# Forward Propagation, Backward Propagation, and Computational Graphs

but i wonder know that why you add l2 on (o-y)? i think (o-y) is the derivative of ∂l/∂o while L2 is used in the bias whic like ||W||^2,so i think it’s a constant item .thanks

I can understand equation 4.7.12, as shown below, and the order of the elements in the matrix multiplication makes sense, i.e. the derivative of J w.r.t. h (gradient of h) is the product of the transpose of the derivative of o w.r.t. h (which is W2 in this case) and the derivative of J w.r.t. o (i.e. the gradient of o).

This is consistent with what Roger Grosse explained in his course that backprop is like passing error message, and the derivative of the loss w.r.t. a parent node/variable = SUM of the products between the transpose of the derivative of each of its child nodes/variables w.r.t. the parent (i.e. the transpose of the Jacobian matrix) and the derivative of the loss w.r.t. each of its children.

However, this conceptual logic is not followed in equations 4.7.11 and 4.7.14 in which the “transpose” part is put after the “partial derivative part”, rather than in front of it. This could lead to problem in dimension mismatching for matrix multiplication in code implementation.

Could the authors kindly explain if this is a typo, or the order in matrix multiplication as shown in the equations doesn’t matter because it is only “illustrative”? Thanks.

2 Likes

### Exercises and my silly answers

1. Assume that the inputs X to some scalar function f are n × m matrices. What is the dimensionality of the gradient of f with respect to X?
• Dimensionality reamains the same I tried be look at X.grad values.
1. Add a bias to the hidden layer of the model described in this section (you do not need to

include bias in the regularization term).

1. Draw the corresponding computational graph.

2. Derive the forward and backward propagation equations.

• given in the pic. There is almost no change.

1. Compute the memory footprint for training and prediction in the model described in this

section.

• If we are to assume that X belongs to R^d then , you would need to store dl/do, dh/dz, X, lambda, W(1), W(2), h, X.grad so considering X size is d then 4d + 4. Based on gradients calculated above. Rest all can be derived.
1. Assume that you want to compute second derivatives. What happens to the computational

graph? How long do you expect the calculation to take?
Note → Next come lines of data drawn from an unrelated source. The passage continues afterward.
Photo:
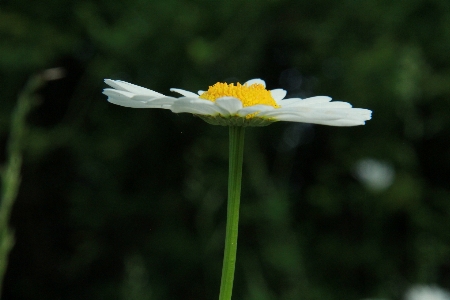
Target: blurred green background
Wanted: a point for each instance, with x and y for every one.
(119, 203)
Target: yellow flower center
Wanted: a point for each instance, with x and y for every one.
(249, 95)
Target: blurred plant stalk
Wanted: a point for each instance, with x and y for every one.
(10, 173)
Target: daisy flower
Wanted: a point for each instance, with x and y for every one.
(248, 104)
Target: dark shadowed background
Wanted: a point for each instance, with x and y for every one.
(119, 203)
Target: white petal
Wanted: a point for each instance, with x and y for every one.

• dont know how to come up with a solution to this
1. Assume that the computational graph is too large for your GPU.

1. Can you partition it over more than one GPU?
• maybe computational grapha can be devided but there needs to be tmiing pipeline else one part would wait for the other. Maybe different batchwise the multiple GPU can be recruited.
1. What are the advantages and disadvantages over training on a smaller minibatch?
• smaller minibatch takes more time and less memory and vice versa. Its a time space tradeoff.